Moss Spatt died on Jul. 14 at age 99. As recently as 2015, she had not only joined a coalition that successfully blocked structural changes to the 1935 Frick Collection, she’d also voiced her concerns in a battle over the air rights for Pier 40 in the Village on Manhattan’s West Side.
That’s according to Andrew Berman, executive director of the advocacy group Village Preservation, who says Moss Spatt’s time as LPC chair “impacted our neighborhoods substantially.” Indeed, her four-year tenure oversaw the designation of more than 800 landmarks including, to quote her obituary in the New York Times, “mansions, Broadway theaters, apartment and commercial buildings, gems like the New York County Courthouse in Foley Square, historic districts on the Upper East Side, scenic spaces in Central Park and Verdi Square...and even the magnificent interiors of City Hall and the New York Public Library....”
“She was revolutionary,” says Sanders. “She’d gone to Pembroke and gotten her PhD at NYU in urban planning, but she wasn’t part of the insular landmarks world. She was an activist who was interested in the city as a whole and opened up the LPC, which had previously operated like a private club. She pushed back on the power of real estate developers.” She also promoted landmarking as “a powerful new way to protect one’s community, specifically with the rise of entire historic districts.” (Sanders acknowledged that, since the 1970s, landmarking has to some extent been used to block the creation of new housing—especially low-income and affordable.)
The daughter of a judge, Moss Spatt was on the City Planning Commission in the 1960s, where, according to her Times obit, “she got out and spoke to people in the neighborhoods, carried their fights to City Hall, and developed a low tolerance for back room deals.” She opposed the city’s massive 1969 “Master Plan” for its future. “She felt it was focused too much on economic growth and too little on working-class communities,” says Sanders. “She didn’t care what people thought of her,” he adds, and took that attitude “right up to the mayor.”

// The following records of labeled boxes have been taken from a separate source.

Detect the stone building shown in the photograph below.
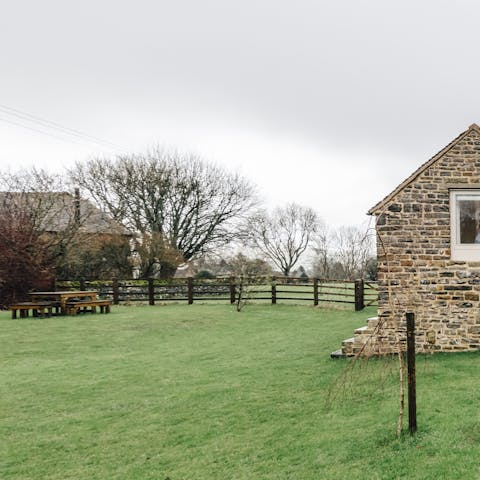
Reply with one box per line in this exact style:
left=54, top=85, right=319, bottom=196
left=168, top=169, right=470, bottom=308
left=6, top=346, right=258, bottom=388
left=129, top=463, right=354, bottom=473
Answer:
left=338, top=124, right=480, bottom=356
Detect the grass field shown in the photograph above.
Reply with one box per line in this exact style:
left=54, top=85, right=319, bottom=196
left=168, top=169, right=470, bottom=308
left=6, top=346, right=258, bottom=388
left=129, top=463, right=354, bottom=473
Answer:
left=0, top=305, right=480, bottom=480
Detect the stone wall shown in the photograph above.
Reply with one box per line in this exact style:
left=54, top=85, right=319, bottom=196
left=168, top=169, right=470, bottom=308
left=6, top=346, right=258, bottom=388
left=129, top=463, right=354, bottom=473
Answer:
left=374, top=125, right=480, bottom=354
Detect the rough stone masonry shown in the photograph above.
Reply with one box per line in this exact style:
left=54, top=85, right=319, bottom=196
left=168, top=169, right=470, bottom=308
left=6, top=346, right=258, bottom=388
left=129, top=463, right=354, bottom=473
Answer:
left=343, top=124, right=480, bottom=355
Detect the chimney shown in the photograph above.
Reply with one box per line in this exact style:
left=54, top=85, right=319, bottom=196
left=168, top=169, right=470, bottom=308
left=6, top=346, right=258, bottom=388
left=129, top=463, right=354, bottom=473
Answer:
left=73, top=188, right=80, bottom=226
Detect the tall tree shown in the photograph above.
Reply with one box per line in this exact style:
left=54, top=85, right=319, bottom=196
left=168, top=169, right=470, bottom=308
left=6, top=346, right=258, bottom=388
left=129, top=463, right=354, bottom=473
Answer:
left=247, top=203, right=321, bottom=276
left=70, top=148, right=254, bottom=277
left=333, top=226, right=373, bottom=280
left=0, top=169, right=78, bottom=304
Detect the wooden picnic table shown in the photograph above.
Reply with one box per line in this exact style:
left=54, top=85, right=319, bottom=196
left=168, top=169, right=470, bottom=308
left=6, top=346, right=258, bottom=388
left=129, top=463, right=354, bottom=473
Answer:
left=29, top=290, right=98, bottom=315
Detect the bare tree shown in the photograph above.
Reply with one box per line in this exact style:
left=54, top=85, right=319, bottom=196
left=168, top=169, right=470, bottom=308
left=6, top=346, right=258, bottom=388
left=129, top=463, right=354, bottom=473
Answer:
left=333, top=226, right=372, bottom=280
left=247, top=203, right=320, bottom=276
left=312, top=227, right=332, bottom=279
left=70, top=148, right=254, bottom=277
left=0, top=169, right=80, bottom=304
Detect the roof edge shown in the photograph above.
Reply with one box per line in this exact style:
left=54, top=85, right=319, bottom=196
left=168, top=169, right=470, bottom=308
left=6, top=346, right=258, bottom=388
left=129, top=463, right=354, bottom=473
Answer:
left=367, top=123, right=480, bottom=215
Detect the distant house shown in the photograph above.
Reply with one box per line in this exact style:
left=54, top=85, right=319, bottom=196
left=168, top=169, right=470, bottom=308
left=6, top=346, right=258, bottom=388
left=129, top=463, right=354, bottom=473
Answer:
left=334, top=124, right=480, bottom=355
left=0, top=190, right=129, bottom=235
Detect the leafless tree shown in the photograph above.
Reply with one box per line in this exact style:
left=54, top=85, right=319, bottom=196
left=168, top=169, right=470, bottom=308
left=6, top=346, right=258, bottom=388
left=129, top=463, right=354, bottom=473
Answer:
left=0, top=169, right=79, bottom=304
left=247, top=203, right=320, bottom=276
left=333, top=226, right=372, bottom=280
left=312, top=227, right=332, bottom=279
left=70, top=148, right=254, bottom=277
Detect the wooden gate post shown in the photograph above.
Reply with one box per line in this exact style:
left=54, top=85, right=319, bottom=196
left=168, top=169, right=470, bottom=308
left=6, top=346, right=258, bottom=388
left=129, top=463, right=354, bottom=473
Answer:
left=355, top=280, right=365, bottom=312
left=112, top=278, right=120, bottom=305
left=406, top=312, right=417, bottom=435
left=148, top=278, right=155, bottom=305
left=187, top=277, right=193, bottom=305
left=230, top=277, right=236, bottom=303
left=272, top=277, right=277, bottom=305
left=313, top=278, right=318, bottom=306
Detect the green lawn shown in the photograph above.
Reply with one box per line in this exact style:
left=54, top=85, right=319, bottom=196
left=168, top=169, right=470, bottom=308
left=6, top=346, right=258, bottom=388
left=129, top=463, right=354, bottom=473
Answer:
left=0, top=305, right=480, bottom=480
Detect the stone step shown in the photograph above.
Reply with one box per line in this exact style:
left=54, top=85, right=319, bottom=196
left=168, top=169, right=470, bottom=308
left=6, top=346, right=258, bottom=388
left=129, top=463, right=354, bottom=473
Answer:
left=330, top=348, right=346, bottom=358
left=342, top=337, right=355, bottom=357
left=367, top=317, right=378, bottom=328
left=355, top=325, right=373, bottom=336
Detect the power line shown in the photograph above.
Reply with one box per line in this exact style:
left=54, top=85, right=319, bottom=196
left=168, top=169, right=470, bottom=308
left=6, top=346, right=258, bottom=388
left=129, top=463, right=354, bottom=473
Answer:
left=0, top=117, right=102, bottom=146
left=0, top=104, right=127, bottom=152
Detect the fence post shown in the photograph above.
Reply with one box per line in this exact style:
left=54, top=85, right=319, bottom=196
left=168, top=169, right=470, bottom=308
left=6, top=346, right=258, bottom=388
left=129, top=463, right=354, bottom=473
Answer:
left=148, top=278, right=155, bottom=305
left=272, top=277, right=277, bottom=305
left=230, top=277, right=236, bottom=303
left=112, top=278, right=120, bottom=305
left=355, top=280, right=365, bottom=312
left=187, top=277, right=193, bottom=305
left=406, top=312, right=417, bottom=435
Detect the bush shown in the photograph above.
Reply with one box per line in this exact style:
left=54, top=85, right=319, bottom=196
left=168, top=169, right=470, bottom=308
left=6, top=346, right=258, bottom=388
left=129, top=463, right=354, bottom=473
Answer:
left=195, top=270, right=215, bottom=279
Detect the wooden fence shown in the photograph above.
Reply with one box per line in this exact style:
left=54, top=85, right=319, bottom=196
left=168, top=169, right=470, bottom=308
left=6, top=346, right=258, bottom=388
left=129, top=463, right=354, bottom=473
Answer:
left=56, top=277, right=378, bottom=310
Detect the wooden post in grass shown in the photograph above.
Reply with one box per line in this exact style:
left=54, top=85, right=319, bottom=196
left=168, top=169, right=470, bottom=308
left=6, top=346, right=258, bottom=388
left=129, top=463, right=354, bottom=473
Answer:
left=355, top=280, right=365, bottom=312
left=407, top=312, right=417, bottom=435
left=112, top=278, right=120, bottom=305
left=148, top=278, right=155, bottom=305
left=272, top=277, right=277, bottom=305
left=230, top=277, right=236, bottom=304
left=187, top=277, right=193, bottom=305
left=313, top=278, right=318, bottom=306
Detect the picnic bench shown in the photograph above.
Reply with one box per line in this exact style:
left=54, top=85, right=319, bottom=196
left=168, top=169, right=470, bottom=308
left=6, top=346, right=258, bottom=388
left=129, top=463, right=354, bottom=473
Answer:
left=66, top=300, right=112, bottom=315
left=29, top=290, right=98, bottom=315
left=10, top=302, right=60, bottom=319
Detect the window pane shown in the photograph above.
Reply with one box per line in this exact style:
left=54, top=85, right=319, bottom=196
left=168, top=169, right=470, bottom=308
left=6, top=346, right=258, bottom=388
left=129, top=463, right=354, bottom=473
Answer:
left=457, top=199, right=480, bottom=243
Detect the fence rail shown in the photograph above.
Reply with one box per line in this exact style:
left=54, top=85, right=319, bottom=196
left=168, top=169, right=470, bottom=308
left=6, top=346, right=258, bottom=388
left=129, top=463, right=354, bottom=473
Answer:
left=56, top=277, right=378, bottom=310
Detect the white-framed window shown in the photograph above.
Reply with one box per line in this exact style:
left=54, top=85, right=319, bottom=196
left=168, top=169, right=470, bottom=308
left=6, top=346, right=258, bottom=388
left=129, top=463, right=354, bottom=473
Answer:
left=450, top=189, right=480, bottom=262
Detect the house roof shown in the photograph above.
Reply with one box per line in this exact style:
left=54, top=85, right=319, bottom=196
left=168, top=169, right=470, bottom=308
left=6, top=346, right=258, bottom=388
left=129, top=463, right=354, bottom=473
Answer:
left=367, top=123, right=480, bottom=215
left=0, top=192, right=128, bottom=235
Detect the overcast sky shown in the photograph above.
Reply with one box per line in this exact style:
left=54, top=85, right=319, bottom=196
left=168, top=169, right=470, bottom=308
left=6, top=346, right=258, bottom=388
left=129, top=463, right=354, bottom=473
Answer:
left=0, top=0, right=480, bottom=226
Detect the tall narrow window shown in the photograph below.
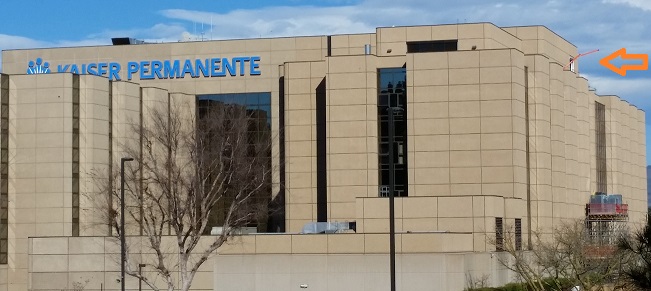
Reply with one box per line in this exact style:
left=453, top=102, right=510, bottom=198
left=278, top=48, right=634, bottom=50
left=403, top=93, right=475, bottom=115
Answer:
left=72, top=75, right=79, bottom=236
left=196, top=92, right=272, bottom=234
left=107, top=81, right=113, bottom=235
left=315, top=78, right=328, bottom=222
left=0, top=74, right=9, bottom=264
left=377, top=68, right=408, bottom=197
left=515, top=218, right=522, bottom=251
left=595, top=102, right=608, bottom=193
left=495, top=217, right=504, bottom=252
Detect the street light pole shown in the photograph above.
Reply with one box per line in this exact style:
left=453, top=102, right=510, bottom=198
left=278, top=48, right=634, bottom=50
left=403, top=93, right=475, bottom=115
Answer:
left=387, top=107, right=403, bottom=291
left=120, top=158, right=133, bottom=291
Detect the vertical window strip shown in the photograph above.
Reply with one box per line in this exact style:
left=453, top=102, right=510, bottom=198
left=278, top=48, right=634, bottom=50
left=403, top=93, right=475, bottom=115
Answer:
left=106, top=81, right=114, bottom=236
left=316, top=78, right=328, bottom=222
left=72, top=75, right=80, bottom=236
left=515, top=218, right=522, bottom=251
left=0, top=74, right=9, bottom=264
left=495, top=217, right=504, bottom=252
left=377, top=67, right=409, bottom=197
left=595, top=102, right=608, bottom=193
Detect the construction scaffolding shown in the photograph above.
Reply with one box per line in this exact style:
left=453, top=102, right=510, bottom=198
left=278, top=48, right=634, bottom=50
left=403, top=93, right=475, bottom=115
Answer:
left=585, top=193, right=628, bottom=246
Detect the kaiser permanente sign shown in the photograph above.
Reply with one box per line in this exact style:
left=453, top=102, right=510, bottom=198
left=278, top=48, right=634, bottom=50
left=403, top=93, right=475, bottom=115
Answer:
left=28, top=56, right=261, bottom=81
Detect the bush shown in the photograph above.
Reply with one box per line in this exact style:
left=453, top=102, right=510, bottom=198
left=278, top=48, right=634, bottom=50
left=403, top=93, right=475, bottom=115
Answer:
left=466, top=278, right=574, bottom=291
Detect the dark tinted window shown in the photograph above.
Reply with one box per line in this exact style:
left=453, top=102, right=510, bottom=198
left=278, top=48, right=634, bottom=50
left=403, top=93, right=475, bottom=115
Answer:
left=407, top=39, right=459, bottom=53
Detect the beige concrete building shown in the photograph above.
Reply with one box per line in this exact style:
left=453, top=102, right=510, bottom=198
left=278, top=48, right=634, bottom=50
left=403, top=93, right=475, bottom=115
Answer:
left=0, top=23, right=647, bottom=291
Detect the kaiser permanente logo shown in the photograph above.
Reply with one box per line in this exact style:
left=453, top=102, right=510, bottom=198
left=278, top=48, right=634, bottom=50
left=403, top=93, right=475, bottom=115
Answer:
left=27, top=58, right=50, bottom=75
left=27, top=56, right=261, bottom=81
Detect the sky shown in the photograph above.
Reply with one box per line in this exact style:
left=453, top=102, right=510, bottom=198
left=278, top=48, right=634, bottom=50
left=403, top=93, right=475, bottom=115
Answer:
left=0, top=0, right=651, bottom=164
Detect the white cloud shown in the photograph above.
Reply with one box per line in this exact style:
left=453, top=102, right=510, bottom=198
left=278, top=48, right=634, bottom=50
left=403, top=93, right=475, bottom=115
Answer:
left=0, top=34, right=44, bottom=50
left=603, top=0, right=651, bottom=11
left=161, top=6, right=374, bottom=39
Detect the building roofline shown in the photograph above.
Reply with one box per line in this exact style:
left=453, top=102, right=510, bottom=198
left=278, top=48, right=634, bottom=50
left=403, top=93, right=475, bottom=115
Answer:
left=500, top=24, right=578, bottom=48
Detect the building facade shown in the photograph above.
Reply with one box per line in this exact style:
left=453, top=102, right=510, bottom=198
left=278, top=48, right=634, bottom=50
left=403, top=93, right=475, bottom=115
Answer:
left=0, top=23, right=647, bottom=290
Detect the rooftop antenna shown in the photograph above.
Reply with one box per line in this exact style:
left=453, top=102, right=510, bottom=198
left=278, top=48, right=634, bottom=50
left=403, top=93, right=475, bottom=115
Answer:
left=563, top=49, right=599, bottom=74
left=201, top=21, right=206, bottom=41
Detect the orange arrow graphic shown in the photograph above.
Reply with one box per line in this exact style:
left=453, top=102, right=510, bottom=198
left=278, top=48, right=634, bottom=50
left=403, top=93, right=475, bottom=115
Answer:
left=599, top=48, right=649, bottom=76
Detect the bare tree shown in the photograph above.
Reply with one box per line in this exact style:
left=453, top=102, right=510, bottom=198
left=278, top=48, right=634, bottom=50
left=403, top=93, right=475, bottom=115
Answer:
left=618, top=214, right=651, bottom=290
left=93, top=102, right=272, bottom=291
left=491, top=220, right=625, bottom=291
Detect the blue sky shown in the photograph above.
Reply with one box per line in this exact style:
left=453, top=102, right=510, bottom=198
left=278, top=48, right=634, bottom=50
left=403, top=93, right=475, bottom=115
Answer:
left=0, top=0, right=651, bottom=161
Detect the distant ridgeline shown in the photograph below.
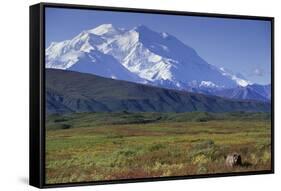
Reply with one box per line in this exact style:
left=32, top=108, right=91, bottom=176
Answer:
left=45, top=24, right=271, bottom=104
left=46, top=69, right=271, bottom=114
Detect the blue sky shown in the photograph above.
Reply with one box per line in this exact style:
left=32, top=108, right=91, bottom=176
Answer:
left=45, top=8, right=271, bottom=84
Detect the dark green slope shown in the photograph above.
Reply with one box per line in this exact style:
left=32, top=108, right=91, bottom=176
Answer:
left=46, top=69, right=270, bottom=113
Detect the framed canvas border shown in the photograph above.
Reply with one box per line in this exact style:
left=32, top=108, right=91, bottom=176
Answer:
left=29, top=3, right=275, bottom=188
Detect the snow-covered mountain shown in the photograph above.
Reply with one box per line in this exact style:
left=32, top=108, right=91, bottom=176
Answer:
left=46, top=24, right=271, bottom=101
left=46, top=24, right=250, bottom=90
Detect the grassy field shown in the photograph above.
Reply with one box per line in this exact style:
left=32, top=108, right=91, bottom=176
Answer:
left=46, top=112, right=271, bottom=184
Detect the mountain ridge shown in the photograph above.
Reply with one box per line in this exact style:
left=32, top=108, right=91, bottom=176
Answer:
left=46, top=69, right=270, bottom=114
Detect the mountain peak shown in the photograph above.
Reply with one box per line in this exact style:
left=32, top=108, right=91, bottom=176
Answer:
left=134, top=25, right=154, bottom=32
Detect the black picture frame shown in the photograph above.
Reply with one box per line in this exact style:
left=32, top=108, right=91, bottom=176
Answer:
left=29, top=3, right=274, bottom=188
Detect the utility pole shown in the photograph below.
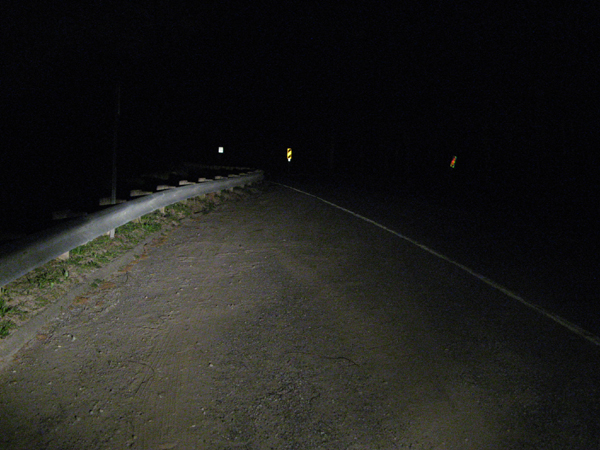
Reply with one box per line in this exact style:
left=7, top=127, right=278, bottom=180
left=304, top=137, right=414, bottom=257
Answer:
left=110, top=82, right=121, bottom=205
left=110, top=81, right=121, bottom=239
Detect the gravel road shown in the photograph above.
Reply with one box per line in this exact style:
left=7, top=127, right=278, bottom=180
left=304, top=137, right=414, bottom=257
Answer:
left=0, top=185, right=600, bottom=450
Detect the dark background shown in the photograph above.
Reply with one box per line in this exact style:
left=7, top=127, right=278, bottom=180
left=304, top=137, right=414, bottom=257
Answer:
left=0, top=0, right=600, bottom=236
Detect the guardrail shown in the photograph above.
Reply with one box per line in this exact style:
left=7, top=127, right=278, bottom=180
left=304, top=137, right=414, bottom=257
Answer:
left=0, top=171, right=263, bottom=287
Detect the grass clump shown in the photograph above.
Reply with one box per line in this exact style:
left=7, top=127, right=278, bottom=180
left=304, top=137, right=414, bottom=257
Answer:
left=0, top=184, right=258, bottom=338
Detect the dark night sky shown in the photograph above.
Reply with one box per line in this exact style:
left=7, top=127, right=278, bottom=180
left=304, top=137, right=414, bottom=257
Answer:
left=0, top=0, right=600, bottom=217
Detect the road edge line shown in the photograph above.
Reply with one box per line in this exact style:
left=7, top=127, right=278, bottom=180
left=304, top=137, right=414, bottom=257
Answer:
left=271, top=181, right=600, bottom=347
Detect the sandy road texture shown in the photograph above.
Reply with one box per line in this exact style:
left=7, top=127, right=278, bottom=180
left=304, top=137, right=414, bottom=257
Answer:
left=0, top=185, right=600, bottom=450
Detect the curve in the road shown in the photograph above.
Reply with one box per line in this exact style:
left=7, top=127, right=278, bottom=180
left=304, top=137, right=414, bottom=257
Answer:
left=272, top=181, right=600, bottom=347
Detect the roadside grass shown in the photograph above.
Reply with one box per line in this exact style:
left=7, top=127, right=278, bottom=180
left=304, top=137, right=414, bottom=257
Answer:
left=0, top=187, right=256, bottom=338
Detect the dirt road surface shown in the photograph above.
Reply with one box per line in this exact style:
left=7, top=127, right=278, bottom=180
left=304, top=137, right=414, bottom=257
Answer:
left=0, top=185, right=600, bottom=450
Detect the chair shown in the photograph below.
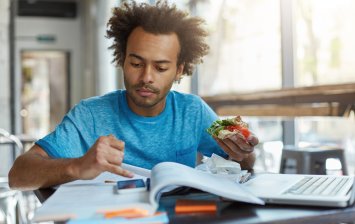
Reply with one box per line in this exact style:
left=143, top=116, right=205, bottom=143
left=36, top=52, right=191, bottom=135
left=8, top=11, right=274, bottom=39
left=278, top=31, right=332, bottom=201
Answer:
left=0, top=128, right=38, bottom=224
left=280, top=146, right=348, bottom=175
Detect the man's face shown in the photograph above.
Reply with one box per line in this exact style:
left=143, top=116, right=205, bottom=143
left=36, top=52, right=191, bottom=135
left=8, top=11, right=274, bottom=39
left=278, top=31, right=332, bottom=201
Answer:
left=123, top=27, right=183, bottom=116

Perhaps because of that, Mayor John Lindsay didn’t reappoint her to the commission, which led to an uproar in which the Times, defending her, wrote, “She has been available to the public...people are convinced she cares.” She also taught at Barnard College and was a special assistant to Bishop Joseph Sullivan of Brooklyn. Mayor Ed Koch in 1978 did not reappoint her LPC chair, but she remained a member until 1982. She declined a preservation position in state government after that and became a private citizen.
According to her son, David Spatt, a professor at Johnson & Wales, she spent many years caring for her husband, Dr. Samuel Spatt, before his death of congestive heart failure in 2007.
“She was very determined and wasn’t afraid to stand up for what she believed,” he says, guessing that she derived her passion for preservation partly from seeing a working-class, largely non-white section of her own childhood neighborhood, Brooklyn Heights, get torn down in the 1930s to build Cadman Plaza. “The press loved her, especially when she did controversial things against the mayor.”
“She was short, energetic, and hyperactive—very New York,” says Sanders. “She was an uber, elevated version of the neighborhood lady who goes to all the hearings and lets the commissioners have a piece of her mind.”
In a long 2017 interview for Village Preservation, she said, “Of course, originally, the Landmarks Commission belonged to a small group of people, the Manhattan people, who were powerful, totally out of proportion to their numbers. That’s ’til I came in.” She added: “If you do good for the people, and you believe in something, people trust you.”
She is survived by her children, David, Robin, and Jonathan, and three grandchildren.